You can see that Zolochiv is a stone’s throw away from Pochapy, about which I posted a blog piece just before the Russian invasion of Ukraine, in the upper left-hand corner of the map.  

Roman looks to be about nine or ten years old in the picture, and is wearing what appears to be a judo gi, so I would guess that is the sport for which he is being nominated.  “Good on you, Roman!” I thought.   Then I noticed the date, October 22nd, 2012.  That was the year my own son, Teddy, at age eleven, was very much into baseball, and I coached his team through our town championship.  So Roman and Teddy are probably within a year or two of the same age.   Teddy turned 22 last month, and will graduate college this coming spring.   But what of Roman?  Men of military age, which Roman certainly should be, were forbidden to leave Ukraine after the invasion, and so he almost certainly is, or was, in the UAF.
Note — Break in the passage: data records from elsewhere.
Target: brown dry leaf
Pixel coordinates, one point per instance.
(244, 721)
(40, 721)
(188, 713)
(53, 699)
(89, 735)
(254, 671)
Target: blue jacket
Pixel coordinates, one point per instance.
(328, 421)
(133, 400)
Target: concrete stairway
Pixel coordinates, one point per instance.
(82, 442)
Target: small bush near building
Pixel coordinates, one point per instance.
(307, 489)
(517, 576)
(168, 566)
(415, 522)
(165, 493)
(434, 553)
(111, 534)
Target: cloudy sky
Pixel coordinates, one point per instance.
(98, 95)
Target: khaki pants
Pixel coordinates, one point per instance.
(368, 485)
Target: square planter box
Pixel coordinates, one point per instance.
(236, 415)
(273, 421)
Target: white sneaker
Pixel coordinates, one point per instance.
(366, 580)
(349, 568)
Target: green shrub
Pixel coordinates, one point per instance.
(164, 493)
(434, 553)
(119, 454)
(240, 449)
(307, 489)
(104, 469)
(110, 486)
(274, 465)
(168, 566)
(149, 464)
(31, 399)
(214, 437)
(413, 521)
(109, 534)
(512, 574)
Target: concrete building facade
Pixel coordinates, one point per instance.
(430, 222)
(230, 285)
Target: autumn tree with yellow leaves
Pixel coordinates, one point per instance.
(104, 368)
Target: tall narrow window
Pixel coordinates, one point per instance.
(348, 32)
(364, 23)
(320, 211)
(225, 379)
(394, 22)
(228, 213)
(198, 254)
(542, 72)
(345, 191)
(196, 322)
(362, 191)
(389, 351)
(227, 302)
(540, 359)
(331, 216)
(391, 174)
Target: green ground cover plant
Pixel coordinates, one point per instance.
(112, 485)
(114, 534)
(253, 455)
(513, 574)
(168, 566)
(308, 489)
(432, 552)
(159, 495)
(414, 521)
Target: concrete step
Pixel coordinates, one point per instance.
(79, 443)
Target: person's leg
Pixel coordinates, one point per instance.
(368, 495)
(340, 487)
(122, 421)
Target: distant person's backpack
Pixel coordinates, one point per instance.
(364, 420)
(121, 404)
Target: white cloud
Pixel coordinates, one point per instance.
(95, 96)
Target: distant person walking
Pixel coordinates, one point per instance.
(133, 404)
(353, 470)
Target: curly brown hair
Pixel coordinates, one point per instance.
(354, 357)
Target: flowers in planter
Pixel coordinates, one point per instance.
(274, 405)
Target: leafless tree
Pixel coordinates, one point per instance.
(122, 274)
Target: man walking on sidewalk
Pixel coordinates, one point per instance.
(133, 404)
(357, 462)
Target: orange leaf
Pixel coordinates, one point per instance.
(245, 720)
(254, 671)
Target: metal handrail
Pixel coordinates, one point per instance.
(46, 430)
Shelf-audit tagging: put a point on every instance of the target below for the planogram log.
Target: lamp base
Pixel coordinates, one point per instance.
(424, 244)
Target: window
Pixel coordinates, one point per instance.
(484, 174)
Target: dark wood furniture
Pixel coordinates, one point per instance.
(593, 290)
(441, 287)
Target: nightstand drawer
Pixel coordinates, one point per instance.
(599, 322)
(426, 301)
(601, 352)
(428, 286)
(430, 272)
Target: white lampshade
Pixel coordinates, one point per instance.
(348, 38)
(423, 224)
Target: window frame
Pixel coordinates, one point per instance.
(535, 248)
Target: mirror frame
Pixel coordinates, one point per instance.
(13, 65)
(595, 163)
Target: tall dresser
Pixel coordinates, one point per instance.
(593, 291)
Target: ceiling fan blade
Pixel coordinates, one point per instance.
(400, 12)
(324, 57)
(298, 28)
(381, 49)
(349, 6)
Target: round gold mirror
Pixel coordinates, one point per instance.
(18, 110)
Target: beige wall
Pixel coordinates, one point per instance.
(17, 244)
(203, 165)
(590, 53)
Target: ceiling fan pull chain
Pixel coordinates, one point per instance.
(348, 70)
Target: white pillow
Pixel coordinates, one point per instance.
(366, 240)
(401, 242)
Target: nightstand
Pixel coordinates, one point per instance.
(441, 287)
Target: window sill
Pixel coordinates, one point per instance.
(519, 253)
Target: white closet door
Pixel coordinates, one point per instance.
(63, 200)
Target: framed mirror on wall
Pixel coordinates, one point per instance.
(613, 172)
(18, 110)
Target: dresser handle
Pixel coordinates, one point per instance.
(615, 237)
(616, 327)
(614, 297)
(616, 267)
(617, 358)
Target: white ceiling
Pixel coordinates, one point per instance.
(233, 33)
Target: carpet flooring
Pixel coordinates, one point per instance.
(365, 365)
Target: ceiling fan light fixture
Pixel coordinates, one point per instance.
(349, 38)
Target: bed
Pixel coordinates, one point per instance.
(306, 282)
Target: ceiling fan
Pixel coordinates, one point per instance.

At the time of this writing, Ukrainian forces are battling Russian troops and Wagner mercenaries block by block through Bakhmut, in Donetsk, one of the oblasts of Ukraine that Putin has decreed to be part of Russia.  The toll of this battle has been horrific for all involved:  The Wagner tactic of using poorly trained recruits from Russian prisons in human waves to identify Ukrainian positions has resulted in thousands of dead littering the approaches to Bakhmut and other towns on the front lines, but Ukraine has suffered as well.   Not since the trench warfare of World War I, that decimated the young male populations of England, France and Germany, has an entire generation endured such calamity as the men and women of the UAF are at this moment. 

The Ukrainian government has been reluctant to reveal their casualties, and in any case, I have no desire to know Roman’s fate.   But at Mass this morning, I offered a silent prayer for the safety and well-being of a boy, about my son’s age, whom I have never met.